Убрав радиофон, Лот поднялся и прошагал к спортивной площадке. Игра как раз прервалась – футболисты громко спорили, кто кому забил мяч.
Яков позвал негромко:
– Мартин!
Белобрысая личность лет десяти вздрогнула, услышав свое имя из уст чужого дяди. Поколебавшись, мальчик подошел-таки, остановился по ту сторону решетки, глянул пытливо на Лота.
– Ты говоришь по-русски? По-французски?
– Мы… проходим русский… в школе, – с запинкой выговорил Мартин.
– Ты слышал, что случилось с твоими соседями? С паном Земаном?
Мальчик вскинул голову.
– Вы из полиции? – спросил он враждебно.
– Я – перевозчик, – честно сказал Яков, ибо сохранение конспирации в данном случае было равно провалу.
– Ух, ты… – неуверенно сказал Мартин.
– Мне нужна твоя помощь.
– Моя?! – поразился мальчик.
– Твоя, твоя, – заверил его Лот. – Ты на каком этаже живешь?
– На пятом.
– Ну, совсем хорошо! Так ты согласен помочь?
– Да, конечно! – с энтузиазмом ответил Мартин.
– Тогда слушай внимательно. Вон под той лавочкой лежат два пакетика. Тот, который непрозрачный, положишь под коврик у входной двери своей квартиры. Какой у вас номер?
– Четырнадцать!
– Ага. А в другом пакетике лежат нейтрализаторы и еще один приборчик, похожий на маленький фонарик. Будешь подниматься – следи за ним. Если засветится, значит, на той лестничной площадке встроены «жучки». И тебе надо незаметно прилепить нейтрализатор, лучше всего – под перила.
– Сделаю! – с жаром заверил мальчик. – Вот увидите!
Яков улыбнулся.
– Окна вашей квартиры выходят во двор? – спросил он и поспешно добавил: – Не оборачивайся к дому!
– Да, из столовой. Второе окно от подъезда.
– Тогда подойдешь к нему, если все сделаешь, и не попадешься. Просто покажешься, понял? Если тебя схватят, все отрицай. Нейтрализаторы поплавятся через полчаса, улик не останется.
– А что в непрозрачном пакете?
Лот улыбнулся.
– Веревка. Ну, все, беги.
– Ага! Я только мяч захвачу!
Мартин сбегал за мячом – футболисты все еще спорили, накал дискуссии грозил перевести ее в плоскость драки.
Мальчик покинул площадку, постукивая мячом по дорожке, и присел на лавочку, якобы подтягивая клапаны на кедах.
Незаметно подхватив пакетики, он направился к подъезду.

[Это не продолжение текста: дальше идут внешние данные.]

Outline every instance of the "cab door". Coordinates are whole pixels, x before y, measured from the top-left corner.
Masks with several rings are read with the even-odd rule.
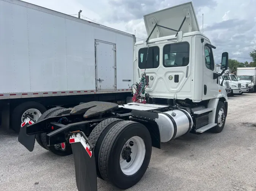
[[[203,45],[203,83],[202,100],[209,100],[217,97],[218,89],[217,79],[214,79],[214,73],[215,71],[214,61],[212,48],[208,45],[210,44],[204,39]]]

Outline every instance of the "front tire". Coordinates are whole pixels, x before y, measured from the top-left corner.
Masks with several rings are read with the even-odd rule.
[[[121,122],[109,130],[101,146],[98,165],[101,176],[120,189],[129,188],[143,176],[151,151],[151,137],[144,125]]]
[[[224,103],[219,102],[215,114],[215,123],[217,123],[217,125],[210,129],[212,132],[218,133],[222,131],[225,126],[226,116],[227,112]]]

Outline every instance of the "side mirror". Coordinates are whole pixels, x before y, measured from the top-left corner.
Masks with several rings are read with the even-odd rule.
[[[223,73],[223,75],[225,76],[228,76],[229,72],[228,72],[228,71],[225,71],[224,73]]]
[[[228,53],[226,52],[223,52],[221,56],[221,65],[220,69],[226,70],[228,67]]]

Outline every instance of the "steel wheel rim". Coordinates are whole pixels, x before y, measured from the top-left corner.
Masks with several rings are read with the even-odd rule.
[[[33,108],[29,109],[22,114],[22,115],[21,116],[22,123],[24,121],[25,116],[27,115],[28,115],[28,114],[29,114],[30,116],[30,115],[33,116],[33,119],[36,122],[37,122],[38,120],[39,117],[42,115],[42,113],[41,113],[41,112],[40,112],[38,109]]]
[[[223,108],[221,108],[218,114],[218,125],[220,127],[221,127],[223,125],[224,119],[222,120],[222,116],[225,117],[224,110]]]
[[[132,152],[130,154],[130,161],[129,162],[122,156],[123,151],[127,147],[130,147]],[[123,147],[120,155],[120,166],[123,173],[127,176],[137,173],[142,165],[145,154],[146,146],[143,139],[137,136],[130,139]]]

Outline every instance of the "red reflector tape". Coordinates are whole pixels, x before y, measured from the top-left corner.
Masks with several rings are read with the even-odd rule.
[[[87,151],[87,153],[88,153],[88,154],[89,154],[89,156],[90,156],[90,157],[91,157],[91,156],[93,155],[93,153],[91,151],[89,150],[89,148],[86,146],[85,150]]]

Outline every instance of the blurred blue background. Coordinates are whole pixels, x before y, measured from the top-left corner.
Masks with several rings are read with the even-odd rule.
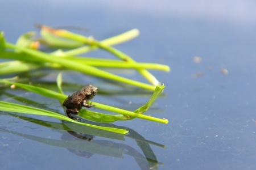
[[[168,119],[169,124],[134,120],[114,124],[129,127],[145,139],[166,146],[163,148],[151,145],[160,163],[160,169],[256,168],[254,1],[1,1],[1,4],[0,29],[7,40],[14,43],[21,34],[36,31],[34,24],[38,23],[87,28],[89,31],[85,34],[97,40],[138,28],[141,32],[138,38],[116,48],[138,62],[171,67],[170,73],[151,71],[166,88],[147,112]],[[193,61],[197,56],[201,59],[200,63]],[[142,80],[137,74],[133,78]],[[88,83],[93,83],[89,80]],[[96,83],[99,89],[104,88],[104,84]],[[133,109],[150,96],[111,98],[100,94],[94,100],[105,104],[109,100],[114,105]],[[130,101],[135,105],[127,107]],[[60,106],[56,107],[64,112]],[[149,168],[135,162],[137,152],[143,153],[130,138],[122,142],[108,139],[105,142],[132,147],[133,151],[123,150],[132,156],[81,156],[24,135],[60,139],[67,134],[65,130],[52,130],[7,115],[0,117],[3,169]]]

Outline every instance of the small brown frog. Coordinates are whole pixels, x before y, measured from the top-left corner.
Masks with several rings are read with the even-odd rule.
[[[93,105],[87,104],[96,95],[98,88],[90,84],[82,87],[79,91],[69,95],[63,102],[63,105],[67,108],[66,113],[68,117],[76,120],[71,114],[77,114],[82,107],[90,108]]]

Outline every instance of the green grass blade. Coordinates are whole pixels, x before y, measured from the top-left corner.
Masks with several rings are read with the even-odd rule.
[[[1,111],[6,111],[10,112],[15,112],[15,113],[27,113],[27,114],[37,114],[40,116],[45,116],[53,117],[57,119],[60,119],[63,120],[65,120],[69,122],[72,122],[75,124],[78,124],[80,125],[87,126],[91,128],[97,128],[101,130],[105,130],[107,131],[110,131],[112,132],[118,133],[120,134],[126,134],[128,133],[128,131],[125,129],[121,129],[117,128],[109,128],[109,127],[104,127],[104,126],[100,126],[94,125],[91,125],[88,124],[84,124],[81,122],[78,122],[74,121],[72,119],[71,119],[65,116],[56,113],[52,112],[30,107],[23,105],[19,105],[14,103],[8,103],[6,101],[0,101],[0,110]]]
[[[60,60],[60,58],[55,57],[55,56],[46,54],[39,51],[26,48],[17,46],[10,43],[6,43],[6,46],[7,48],[14,49],[18,49],[23,52],[32,55],[35,59],[38,61],[38,62],[49,62],[53,63],[58,63],[64,67],[77,70],[83,73],[123,82],[124,83],[135,86],[145,89],[151,90],[155,90],[154,86],[119,76],[110,73],[100,70],[93,66],[85,65],[84,63],[70,61],[65,58],[61,58],[61,60]]]

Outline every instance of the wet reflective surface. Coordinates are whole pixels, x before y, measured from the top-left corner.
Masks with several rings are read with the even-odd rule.
[[[129,129],[125,136],[81,129],[52,118],[1,112],[3,169],[254,169],[255,4],[182,1],[4,1],[0,28],[9,42],[36,30],[36,23],[88,28],[85,34],[98,40],[138,28],[138,38],[117,48],[137,61],[166,64],[172,70],[151,71],[166,88],[146,113],[167,118],[169,124],[133,120],[109,125]],[[113,57],[102,52],[88,54]],[[40,70],[20,76],[55,90],[58,73]],[[143,80],[135,71],[126,73]],[[93,99],[98,103],[134,110],[151,96],[142,91],[120,93],[113,83],[65,74],[67,82],[75,80],[77,84],[66,84],[67,94],[92,84],[98,88]],[[58,101],[19,89],[1,90],[1,100],[65,112]]]

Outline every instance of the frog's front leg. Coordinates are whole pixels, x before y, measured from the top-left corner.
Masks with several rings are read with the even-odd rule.
[[[85,107],[86,107],[86,108],[91,108],[91,107],[92,107],[93,105],[91,105],[91,104],[87,104],[86,103],[87,101],[88,101],[86,100],[84,100],[84,102],[82,103],[82,105],[84,106]]]
[[[68,115],[68,117],[73,119],[73,120],[77,120],[76,118],[73,117],[73,116],[71,116],[71,114],[77,114],[79,113],[79,110],[76,109],[67,109],[66,110],[66,113]]]

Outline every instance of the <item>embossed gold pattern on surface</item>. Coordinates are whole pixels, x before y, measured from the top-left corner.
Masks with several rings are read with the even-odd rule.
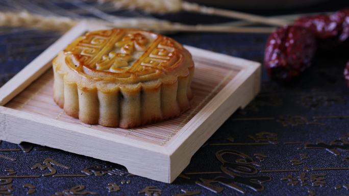
[[[88,33],[64,52],[71,68],[95,79],[153,77],[174,69],[182,60],[177,51],[180,46],[175,45],[171,39],[154,33],[111,29]]]

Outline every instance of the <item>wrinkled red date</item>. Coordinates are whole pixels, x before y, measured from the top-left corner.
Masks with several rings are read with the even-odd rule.
[[[319,47],[331,48],[349,37],[349,9],[339,10],[331,15],[300,17],[294,24],[312,31],[317,39]]]
[[[346,63],[346,65],[345,66],[345,68],[344,68],[344,75],[348,86],[349,86],[349,61]]]
[[[349,8],[343,9],[331,16],[331,19],[341,24],[341,31],[338,35],[339,40],[342,42],[349,37]]]
[[[299,26],[280,28],[267,41],[264,66],[271,78],[289,80],[310,65],[316,46],[314,35],[307,29]]]
[[[310,30],[320,39],[337,37],[341,29],[339,24],[327,15],[300,17],[294,21],[294,25]]]

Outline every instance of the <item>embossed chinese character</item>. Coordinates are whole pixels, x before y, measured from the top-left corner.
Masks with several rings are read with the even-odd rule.
[[[24,184],[23,185],[23,188],[27,188],[28,190],[27,191],[27,194],[31,194],[35,192],[36,187],[32,184]]]
[[[78,185],[69,189],[63,190],[61,192],[56,192],[52,196],[71,196],[97,194],[96,192],[85,190],[85,185]]]
[[[321,187],[326,185],[326,174],[313,174],[310,175],[310,181],[313,186]]]
[[[138,191],[138,194],[143,193],[146,196],[158,196],[161,194],[161,189],[156,186],[147,186]]]
[[[228,155],[231,158],[235,158],[235,161],[231,162],[225,159],[223,156]],[[254,176],[258,171],[254,165],[258,165],[252,158],[241,152],[235,150],[223,150],[216,153],[216,157],[222,164],[220,167],[221,170],[229,177],[218,176],[212,179],[200,178],[200,181],[196,182],[196,184],[214,192],[219,193],[223,189],[222,187],[215,185],[215,184],[217,183],[233,188],[243,193],[245,192],[245,190],[236,184],[243,184],[252,190],[259,191],[264,189],[263,183],[271,180],[268,176]],[[242,176],[240,175],[250,176]]]
[[[13,192],[12,178],[0,179],[0,195],[10,195]]]
[[[108,188],[108,191],[109,192],[117,192],[120,190],[120,187],[119,185],[113,183],[108,184],[107,188]]]
[[[335,155],[340,155],[340,152],[338,149],[342,149],[349,151],[349,133],[338,139],[334,139],[327,144],[324,141],[318,141],[315,144],[307,142],[304,144],[306,149],[322,149]]]
[[[198,194],[200,194],[201,191],[200,190],[195,190],[193,191],[190,191],[185,189],[181,190],[183,193],[178,193],[174,195],[173,196],[190,196],[195,195]]]
[[[60,163],[51,158],[47,158],[44,160],[43,163],[43,165],[41,163],[36,163],[32,167],[32,169],[36,169],[38,168],[40,168],[41,171],[46,169],[48,169],[50,172],[49,173],[42,175],[43,176],[48,176],[54,175],[57,173],[57,170],[53,167],[54,166],[64,168],[65,169],[69,169],[70,168],[69,166]]]
[[[295,186],[298,184],[298,179],[294,177],[292,175],[289,175],[286,177],[282,178],[281,180],[287,180],[288,182],[287,183],[288,185]]]

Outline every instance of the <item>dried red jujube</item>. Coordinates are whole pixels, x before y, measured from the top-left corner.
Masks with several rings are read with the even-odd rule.
[[[342,42],[349,37],[349,8],[340,10],[331,15],[332,20],[341,24],[341,31],[338,35],[339,40]]]
[[[339,42],[338,37],[342,31],[342,24],[333,20],[327,15],[300,17],[294,21],[294,24],[311,31],[320,48],[332,48]]]
[[[318,46],[331,48],[349,37],[349,9],[339,10],[331,15],[320,14],[303,16],[294,23],[312,31],[317,39]]]
[[[344,78],[346,80],[348,86],[349,86],[349,61],[346,63],[346,65],[344,68]]]
[[[289,80],[310,65],[316,48],[311,31],[300,26],[280,28],[267,41],[264,66],[271,78]]]

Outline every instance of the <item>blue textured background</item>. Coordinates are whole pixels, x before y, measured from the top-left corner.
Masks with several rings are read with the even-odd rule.
[[[311,8],[300,11],[334,10],[349,6],[345,1],[341,2],[331,6],[328,3],[316,7],[315,10]],[[186,13],[165,17],[187,23],[227,21],[219,17]],[[61,35],[55,32],[1,28],[0,85]],[[168,36],[185,44],[262,62],[268,35],[188,33]],[[104,195],[108,194],[107,186],[110,183],[116,183],[120,189],[110,195],[141,195],[143,193],[138,194],[138,192],[146,186],[156,186],[161,190],[162,195],[183,193],[181,189],[198,191],[202,195],[216,195],[212,189],[197,184],[200,184],[200,179],[212,180],[218,176],[224,177],[230,182],[235,182],[235,186],[245,191],[247,195],[349,195],[349,89],[342,76],[345,63],[349,59],[348,49],[343,46],[331,51],[319,52],[312,67],[301,78],[288,85],[269,81],[263,70],[261,93],[245,109],[238,111],[227,120],[195,154],[183,175],[171,184],[128,175],[126,168],[120,165],[42,146],[34,145],[34,149],[27,153],[5,151],[6,149],[19,149],[19,147],[3,141],[0,144],[0,156],[16,160],[0,157],[0,179],[2,176],[7,177],[6,168],[15,170],[15,176],[46,173],[48,172],[47,169],[40,171],[31,168],[36,163],[42,164],[47,158],[71,167],[66,169],[54,166],[57,174],[83,174],[84,168],[98,164],[102,167],[108,166],[123,171],[124,175],[13,178],[11,183],[7,185],[3,184],[4,178],[0,180],[0,195],[6,193],[8,188],[11,189],[11,187],[13,191],[9,194],[25,195],[28,188],[22,186],[26,183],[36,187],[36,191],[32,194],[35,195],[49,195],[79,185],[85,186],[85,190]],[[266,140],[253,139],[261,132],[277,136]],[[325,146],[326,148],[306,148],[308,143],[315,144],[321,141],[328,145]],[[233,163],[221,167],[222,164],[215,155],[223,150],[236,154],[243,153],[244,157],[239,158],[245,161],[248,160],[247,163],[237,163],[239,159],[236,154],[226,155],[225,160]],[[336,150],[338,151],[337,155],[335,155]],[[259,154],[265,157],[259,156]],[[308,158],[301,160],[301,154],[306,154]],[[295,158],[301,163],[292,165],[291,161]],[[239,168],[236,167],[238,166],[252,167],[258,172],[252,175],[239,173]],[[226,166],[228,167],[224,167]],[[232,171],[233,175],[229,176],[223,172],[221,169],[224,168]],[[304,182],[307,184],[304,183],[302,186],[300,176],[303,172],[307,178]],[[326,175],[323,178],[325,179],[320,180],[325,184],[320,183],[324,186],[316,186],[319,184],[314,183],[314,178],[321,174]],[[287,180],[281,180],[289,175],[293,178],[293,185],[288,185],[289,182]],[[256,181],[239,180],[241,177],[256,176],[270,179],[262,184],[264,187],[260,191],[246,186],[251,182],[259,185]],[[129,184],[121,183],[122,181],[129,180]],[[221,195],[242,194],[237,190],[239,188],[233,188],[232,185],[229,187],[221,183],[214,185],[223,188],[218,193]],[[67,192],[62,194],[69,195]]]

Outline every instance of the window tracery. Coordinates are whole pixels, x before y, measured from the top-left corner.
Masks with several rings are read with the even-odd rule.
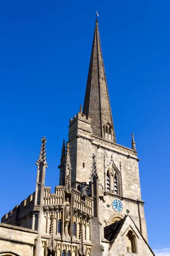
[[[106,176],[107,191],[108,192],[110,192],[110,174],[108,171]]]
[[[113,161],[113,154],[111,161],[106,167],[105,176],[105,189],[115,195],[122,196],[122,175]]]
[[[127,252],[136,253],[136,246],[135,236],[131,230],[129,230],[126,236]]]
[[[104,126],[105,138],[108,140],[112,140],[112,127],[109,122]]]

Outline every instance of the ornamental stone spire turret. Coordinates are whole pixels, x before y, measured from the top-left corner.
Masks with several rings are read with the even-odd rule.
[[[39,159],[37,160],[35,164],[38,166],[37,182],[35,195],[35,207],[38,208],[42,204],[42,198],[44,192],[44,187],[45,181],[46,168],[48,168],[47,163],[46,161],[46,154],[45,153],[45,143],[47,142],[45,137],[43,137],[41,140],[42,143],[41,144],[40,154]]]
[[[98,23],[96,20],[83,114],[91,117],[94,135],[116,143]]]

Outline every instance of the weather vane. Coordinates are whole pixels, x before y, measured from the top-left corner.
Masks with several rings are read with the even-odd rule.
[[[96,11],[96,20],[98,20],[98,17],[99,16],[99,15],[98,15],[98,13],[97,12],[97,11]]]

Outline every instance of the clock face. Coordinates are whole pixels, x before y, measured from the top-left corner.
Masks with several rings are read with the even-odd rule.
[[[113,201],[112,207],[113,210],[117,212],[120,212],[123,209],[123,205],[118,199],[115,199]]]

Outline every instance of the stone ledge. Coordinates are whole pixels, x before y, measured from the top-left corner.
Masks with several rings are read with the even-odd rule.
[[[32,230],[31,228],[23,227],[18,227],[17,226],[14,226],[14,225],[6,224],[5,223],[0,223],[0,227],[4,227],[5,228],[13,229],[15,230],[19,230],[20,231],[23,231],[23,232],[38,234],[38,232],[37,230]]]

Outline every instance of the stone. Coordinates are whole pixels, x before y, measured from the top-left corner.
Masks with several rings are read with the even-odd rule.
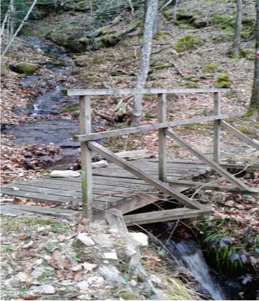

– Ма-артин! – донеслось с площадки. – Ты скоро?
– Щас! – откликнулся «агент». – Я только мяч отнесу!
Независимо пройдя мимо полицейского, скучавшего у дверей, Мартин вошел в подъезд.
Лот достал радиофон. Та-ак… На первом этаже «жучки» не «завелись». Уже хорошо… На втором… А вот на втором пять штук высеяно-таки. Ага… Пошел сигнал с нейтрализатора! Теперь на экраны в полицейских атомокарах будет поступать ложное видео – блюстители порядка и морали не увидят Лукаша с супругой. Что и требовалось доказать.
Третий этаж… Заработал нейтрализатор. Четвертый…
Еще один включился. Пятый… На пятом чисто.
Не успел Яков сосчитать до десяти, как во втором от подъезда окне замаячила светлая голова Мартина. Все, время пошло!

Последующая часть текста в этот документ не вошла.